The initial testing rates for the patients receiving the antipsychotic medication was low (glucose, 27%; lipids, 10%). The investigators found no increase in glucose testing after the warnings were issued and only a marginal increase (1.7%) in lipid testing. These testing rates and trends did not differ from those for the albuterol control group.
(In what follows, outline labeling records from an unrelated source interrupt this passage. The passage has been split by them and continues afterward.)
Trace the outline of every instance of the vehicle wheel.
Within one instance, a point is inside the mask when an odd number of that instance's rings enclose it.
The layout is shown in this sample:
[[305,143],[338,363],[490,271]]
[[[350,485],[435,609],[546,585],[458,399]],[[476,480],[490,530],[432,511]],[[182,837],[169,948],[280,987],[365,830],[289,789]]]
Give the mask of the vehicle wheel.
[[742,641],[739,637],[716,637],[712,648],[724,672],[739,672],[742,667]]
Information about the differential risk of the individual second-generation antipsychotics did appear to Morrato and colleagues to have affected practice: new prescriptions for olanzapine (Zyprexa), with higher metabolic risk, declined during the warning period, with annual share reduction of 19.9%; and new prescriptions for aripiprazole (Abilify), with lower metabolic risk, increased by 12.1%. This measure in a retrospective design, however, like the application of the IMS index by Dorsey and colleagues, can reflect other conditions. One possible contributing factor was the elimination of a required “prior authorization” for aripiprazole in California Medicaid during this period.

The apparent shift in the prescribing pattern without increased laboratory testing may reflect the “diffusion and behavior change” theory of communication and response, Morrato and colleagues posit. This theory, they explain, “would predict that it is easier to adopt behaviors for which the relative advantage is clear and compatible with existing experience and practice than to adopt behaviors with greater perceived complexity or that are designed to lower the probability of some unwanted future event.”

The low rates of laboratory testing for the metabolic adverse effects of second-generation antipsychotics was not attributed by Morrato and colleagues to a lack of awareness of the warnings and guidelines among psychiatrists, because postwarning surveys showed that this group has a high level of knowledge about the need for metabolic testing. An additional disparity is that 60% to 80% of surveyed psychiatrists reported obtaining glucose and lipid levels at regular intervals for patients receiving second-generation antipsychotics.

Morrato and colleagues consider the possibility that there is less awareness of the recommended laboratory monitors among primary care providers, who may have more patients taking these medications or who, in some practices, are responsible for the laboratory orders of patients they refer for psychiatric consult.

The gap between reported monitoring behavior and observed monitoring rates needs to be further studied, Morrato and colleagues conclude, “before improvements can be made in diabetes and dyslipidemia screening for this at-risk population.”

References:

References

1. Dorsey ER, Rabbani A, Gallagher SA, et al. Impact of FDA black box advisory on antipsychotic medication use. Arch Intern Med. 2010;170:96-103.
2. Rochon PA, Anderson GM. Prescribing optimal drug therapy for older people: sending the right message. Arch Intern Med. 2010;170:103-106.
3. American Diabetes Association, American Psychiatric Association, American Association of Clinical Endocrinologists, North American Association for the Study of Obesity. Consensus development conference on antipsychotic drugs and obesity and diabetes. J Clin Psychiatry. 2004;65:267-272.
4. Morrato EH, Druss B, Hartung DM, et al. Metabolic testing rates in 3 state Medicaid programs after FDA warnings and ADA/APA recommendations for second-generation antipsychotic drugs. Arch Gen Psychiatry. 2010;67:17-24.